Negli ultimi vent'anni l'equilibrio nella moda è stato stravolto. L'epicentro del terremoto è la Cina che ha più che quadruplicato la propria quota nelle esportazioni mondiali di abbigliamento, passando dal 4% del 1980 al 18,1% del 2000. Il peso dell'Italia, invece, si è quasi dimezzato: nell'80 era dell'11,3%, adesso è di appena il 6,6%, nonostante l'aumento di fatturato. In classifica, la penisola rimane al secondo posto. Nel tessile il sistema è stato meno violento. La Penisola è tornata ai livelli di venti anni fa: la quota sul commercio internazionale è del 7,6%, proprio come nel 1980, dopo un picco del 9,1% raggiunto nel #90.
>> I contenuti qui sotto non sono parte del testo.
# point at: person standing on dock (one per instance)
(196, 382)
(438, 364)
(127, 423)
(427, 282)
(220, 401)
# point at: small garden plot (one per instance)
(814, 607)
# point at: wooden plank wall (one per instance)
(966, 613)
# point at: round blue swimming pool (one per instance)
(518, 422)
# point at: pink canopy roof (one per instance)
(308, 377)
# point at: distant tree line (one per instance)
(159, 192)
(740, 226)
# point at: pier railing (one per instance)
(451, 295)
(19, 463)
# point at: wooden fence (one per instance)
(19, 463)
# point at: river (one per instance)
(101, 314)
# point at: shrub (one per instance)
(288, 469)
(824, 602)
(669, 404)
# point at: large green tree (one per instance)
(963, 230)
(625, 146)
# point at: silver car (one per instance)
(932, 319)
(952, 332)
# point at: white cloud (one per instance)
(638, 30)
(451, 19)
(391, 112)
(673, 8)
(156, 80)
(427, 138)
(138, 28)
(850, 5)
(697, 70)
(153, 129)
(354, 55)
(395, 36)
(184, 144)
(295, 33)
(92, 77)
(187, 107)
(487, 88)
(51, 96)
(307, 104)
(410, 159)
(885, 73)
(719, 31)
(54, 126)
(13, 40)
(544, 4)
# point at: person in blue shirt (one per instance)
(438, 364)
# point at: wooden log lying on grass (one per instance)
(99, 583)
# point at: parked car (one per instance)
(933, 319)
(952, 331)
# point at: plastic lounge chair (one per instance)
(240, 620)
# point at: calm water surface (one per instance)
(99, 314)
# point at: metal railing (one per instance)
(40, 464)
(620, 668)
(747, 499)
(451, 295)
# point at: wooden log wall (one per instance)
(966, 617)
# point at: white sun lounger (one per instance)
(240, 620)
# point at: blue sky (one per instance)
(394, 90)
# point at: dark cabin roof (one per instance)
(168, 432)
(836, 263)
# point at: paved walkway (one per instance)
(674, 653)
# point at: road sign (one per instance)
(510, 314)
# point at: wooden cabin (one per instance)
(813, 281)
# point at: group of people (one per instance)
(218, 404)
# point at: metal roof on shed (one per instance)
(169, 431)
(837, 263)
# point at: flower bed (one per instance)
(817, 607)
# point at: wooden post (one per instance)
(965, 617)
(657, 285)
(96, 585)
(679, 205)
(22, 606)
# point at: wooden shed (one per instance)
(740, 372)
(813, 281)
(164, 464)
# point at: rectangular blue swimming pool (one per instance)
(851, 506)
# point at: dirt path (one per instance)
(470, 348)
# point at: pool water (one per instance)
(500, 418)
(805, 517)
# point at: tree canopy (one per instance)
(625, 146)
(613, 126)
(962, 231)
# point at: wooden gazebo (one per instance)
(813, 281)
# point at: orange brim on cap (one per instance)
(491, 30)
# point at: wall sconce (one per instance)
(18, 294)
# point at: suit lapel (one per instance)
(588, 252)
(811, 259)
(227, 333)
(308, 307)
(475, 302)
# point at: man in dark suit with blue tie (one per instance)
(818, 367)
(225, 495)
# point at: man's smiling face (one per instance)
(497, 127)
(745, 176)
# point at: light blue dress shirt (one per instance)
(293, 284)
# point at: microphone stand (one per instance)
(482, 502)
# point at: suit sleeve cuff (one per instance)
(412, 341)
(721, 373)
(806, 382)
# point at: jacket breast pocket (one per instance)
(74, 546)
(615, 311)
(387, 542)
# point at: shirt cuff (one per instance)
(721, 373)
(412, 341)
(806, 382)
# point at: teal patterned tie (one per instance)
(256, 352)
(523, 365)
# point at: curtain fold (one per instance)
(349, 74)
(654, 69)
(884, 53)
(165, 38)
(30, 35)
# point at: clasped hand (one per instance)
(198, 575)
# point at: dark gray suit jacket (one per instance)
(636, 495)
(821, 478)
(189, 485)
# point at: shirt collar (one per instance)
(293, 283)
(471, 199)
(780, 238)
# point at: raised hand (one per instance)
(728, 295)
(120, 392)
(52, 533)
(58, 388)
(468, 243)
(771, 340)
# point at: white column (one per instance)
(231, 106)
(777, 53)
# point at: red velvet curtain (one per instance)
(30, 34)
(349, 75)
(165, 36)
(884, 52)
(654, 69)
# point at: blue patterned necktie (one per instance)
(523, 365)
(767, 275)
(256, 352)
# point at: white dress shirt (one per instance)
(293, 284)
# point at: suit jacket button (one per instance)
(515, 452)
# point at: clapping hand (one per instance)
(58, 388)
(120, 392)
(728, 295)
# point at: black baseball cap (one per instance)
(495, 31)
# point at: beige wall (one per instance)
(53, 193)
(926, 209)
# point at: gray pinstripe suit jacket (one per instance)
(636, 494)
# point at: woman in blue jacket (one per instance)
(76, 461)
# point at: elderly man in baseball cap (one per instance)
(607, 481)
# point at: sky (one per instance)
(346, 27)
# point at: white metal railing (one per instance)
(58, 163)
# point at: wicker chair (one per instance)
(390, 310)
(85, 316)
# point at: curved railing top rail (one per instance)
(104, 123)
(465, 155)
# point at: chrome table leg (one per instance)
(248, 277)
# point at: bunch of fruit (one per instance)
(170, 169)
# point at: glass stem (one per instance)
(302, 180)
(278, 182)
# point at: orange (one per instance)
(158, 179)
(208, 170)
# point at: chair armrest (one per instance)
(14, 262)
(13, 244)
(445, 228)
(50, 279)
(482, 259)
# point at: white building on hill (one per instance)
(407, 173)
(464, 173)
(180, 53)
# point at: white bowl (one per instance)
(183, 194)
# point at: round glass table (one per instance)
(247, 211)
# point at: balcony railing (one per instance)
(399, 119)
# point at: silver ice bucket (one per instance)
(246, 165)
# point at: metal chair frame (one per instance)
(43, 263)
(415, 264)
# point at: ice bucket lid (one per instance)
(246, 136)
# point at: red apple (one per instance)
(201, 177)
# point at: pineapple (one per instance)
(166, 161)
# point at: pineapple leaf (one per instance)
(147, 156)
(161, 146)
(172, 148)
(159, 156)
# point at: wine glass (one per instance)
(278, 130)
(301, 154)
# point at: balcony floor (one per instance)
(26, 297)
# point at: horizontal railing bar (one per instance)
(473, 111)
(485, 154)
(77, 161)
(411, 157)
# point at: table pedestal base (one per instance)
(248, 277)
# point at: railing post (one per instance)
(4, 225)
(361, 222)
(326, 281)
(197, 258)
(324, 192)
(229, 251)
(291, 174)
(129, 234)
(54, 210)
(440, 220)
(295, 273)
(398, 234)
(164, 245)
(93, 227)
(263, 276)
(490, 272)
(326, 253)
La retromarcia è costata il primato, naturalmente a favore della Cina, che oggi rappresenta circa un decimo dell'export mondiale, il doppio di Venti anni fa, e guida la classifica davanti alla Corea del Sud (8,1%). Per l'Italia l'export nel 2000 è stato di quasi 12 miliardi di dollari, contro i 16,1 della Cina. La distanza aumenta nelle quantità, visto che i volumi della produzione cinese sono immensamente maggiori ma hanno un valore medio più basso.
Dall'altra parte del mondo la crescita è inarrestabile e solo la crisi del Far East ha tagliato le gambe a qualcuno: in un panorama di crescita spicca il crollo della Corea del Sud, che ha visto scendere la sua quota dal 7,3 al 2,5% nell'abbigliamento, anche se è raddoppiata quella del tessile. In controtendenza anche il Giappone: l'export giapponese di filati e tessuti vale il 4,5% del commercio mondiale, contro il 9,3% dell'80.